In 2011, he collaborated with Los Van Van to record the track "Soy Loco Por Tí, América" for the Red Hot Organization's most recent charitable album Red Hot + Rio 2. The album is a follow-up to the 1996 Red Hot + Rio. Proceeds from the sales will be donated to raise awareness and money to fight AIDS/HIV and related health and social issues. More recently, he was featured in Shakira's song "LA LA LA" which was the kick off song for the 2014 World Cup in Rio.
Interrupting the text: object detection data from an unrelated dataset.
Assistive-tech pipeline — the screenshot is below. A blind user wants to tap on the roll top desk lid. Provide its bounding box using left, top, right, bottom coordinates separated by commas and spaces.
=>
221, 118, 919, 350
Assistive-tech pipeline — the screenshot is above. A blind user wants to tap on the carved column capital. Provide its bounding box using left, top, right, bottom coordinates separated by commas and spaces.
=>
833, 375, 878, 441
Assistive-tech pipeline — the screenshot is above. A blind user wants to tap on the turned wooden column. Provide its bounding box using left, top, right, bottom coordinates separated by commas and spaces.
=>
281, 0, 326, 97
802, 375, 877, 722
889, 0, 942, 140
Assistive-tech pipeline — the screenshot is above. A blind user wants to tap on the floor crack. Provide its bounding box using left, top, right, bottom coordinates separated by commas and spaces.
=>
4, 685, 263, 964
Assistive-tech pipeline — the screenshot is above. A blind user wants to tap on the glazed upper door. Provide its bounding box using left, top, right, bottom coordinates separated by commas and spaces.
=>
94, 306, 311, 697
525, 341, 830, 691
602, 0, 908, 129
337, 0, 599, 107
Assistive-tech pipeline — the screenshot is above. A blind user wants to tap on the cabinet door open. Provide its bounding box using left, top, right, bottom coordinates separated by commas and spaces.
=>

From 2012 to 2023, Carlinhos Brown was selected to be a judge in The Voice Brasil (Season 1), a reality talent show. His role as a judge continued consecutively for nine years. He has also been a judge on the spinoff show, The Voice Kids, throughout its eight seasons.

===Tribalistas===

In 2002 he formed the group Tribalistas with Arnaldo Antunes and Marisa Monte, contributing vocals and drums to their self-titled album Os Tribalistas. Their single "Já Sei Namorar" became the number-one song on Brazilian radio stations, and their second single "Velha Infância" met with almost equal success. The album spawned two more hits in Brazil:, "Passe em Casa", co-written with Margareth Menezes, and "É Você". In 2003, Tribalistas won the Best Album, Best DVD, and Best Song (for "Já Sei Namorar") awards from the Multishow of Brazilian Music.

===Social activism===
Carlinhos established the Pracatum School or otherwise known as the Pracatum Project in 1994. Having established a name for himself, he wanted to do more than just write powerful lyrics, he wanted to help his hometown and the children, whom like him, had high hopes with such little resources. The proceeds of this school along with Timbalada went towards improving health reforms, urban development such as paving the streets that once had overflowing sewer water, and renovating unfinished housing projects.

==Family==
He and Raquel Machado (also Raquel Jacobs) have a daughter, Nina De Freitas (b. 1990). His current wife is Helena Buarque and they have four children together: Francisco (also known as Chico; b. 1996), Clara (b. 1998), Cecília (b. 2006) and Leila (b. 2009). He has a son named Miguel (b. 1997) from another relationship.

==Discography==
- 1996 Alfagamabetizado (Blue Note)
- 1998 Omelete Man (Blue Note)
- 2001 Bahia do Mundo, Mito e Verdade (Blue Note)
- 2003 Carlinhos Brown é Carlito Marrón (Blue Note)
- 2004 Candyall Beat (Vale)
- 2007 A Gente Ainda Não Sonhou (Sony BMG)
- 2010 Adobró (Sony BMG)
- 2010 Diminuto (Sony BMG)
- 2012 Mixturada Brasileira
- 2014 Marabó
- 2014 Vibraaasil
- 2015 Sarau du Brown
- 2016 ‘’Artefireaccua’’
- 2017 ‘’Semelhantes’’
- 2020 ‘’Axé Inventions’’
- 2020 ‘’Umbalista’’
- 2020 ‘’Carlinhos Brown Kids e Paxuá e Paramim’’
- 2022 ‘’Sim.Zas’’
- 2022 ‘’ElectroTribalistas’’
- 2023 ‘’Pop Xiré’’

==Awards and nominations==

| Year | Awards | Category | Recipient | Outcome | Ref. |
| 2001 | Latin Grammy | Best Brazilian Song | Amor I Love You performed by Marisa Monte | Nominated |  |
| 2003 | Latin Grammy | Best Brazilian Contemporary Pop Album | Tribalistas | Won |  |
| Best Brazilian Song | Já Sei Namorar performed by Tribalistas | Nominated |  |
| Record Of The Year | Já Sei Namorar performed by Tribalistas | Nominated |  |
| Album Of The Year | Tribalistas | Nominated |  |
| 2004 | Latin Grammy | Best Brazilian Contemporary Pop Album | Carlinhos Brown Es Carlito Marrón | Won |  |
| Goya Award | Best Brazilian Contemporary Pop Album | Carlinhos Brown Es Carlito Marrón | Won |  | 2006 | Latin Grammy | Best Original Song | "Zambie Mameto" | Won |  |
| 2007 | Latin Grammy | Best Brazilian Contemporary Pop Album | A Gente Ainda Não Sonhou | Nominated |  |
| 2012 | Academy Awards | Best Original Song | Real in Rio | Nominated |  |
| Annie Awards | Music in a Feature Production | Rio | Nominated |  |
| Black Reel Awards | Best Original or Adapted Song | Fly Love | Nominated |  |

Carlinhos Brown was also honoured in 2003 with a Prince Claus Award, under that year's theme "The Survival and Innovation of Crafts".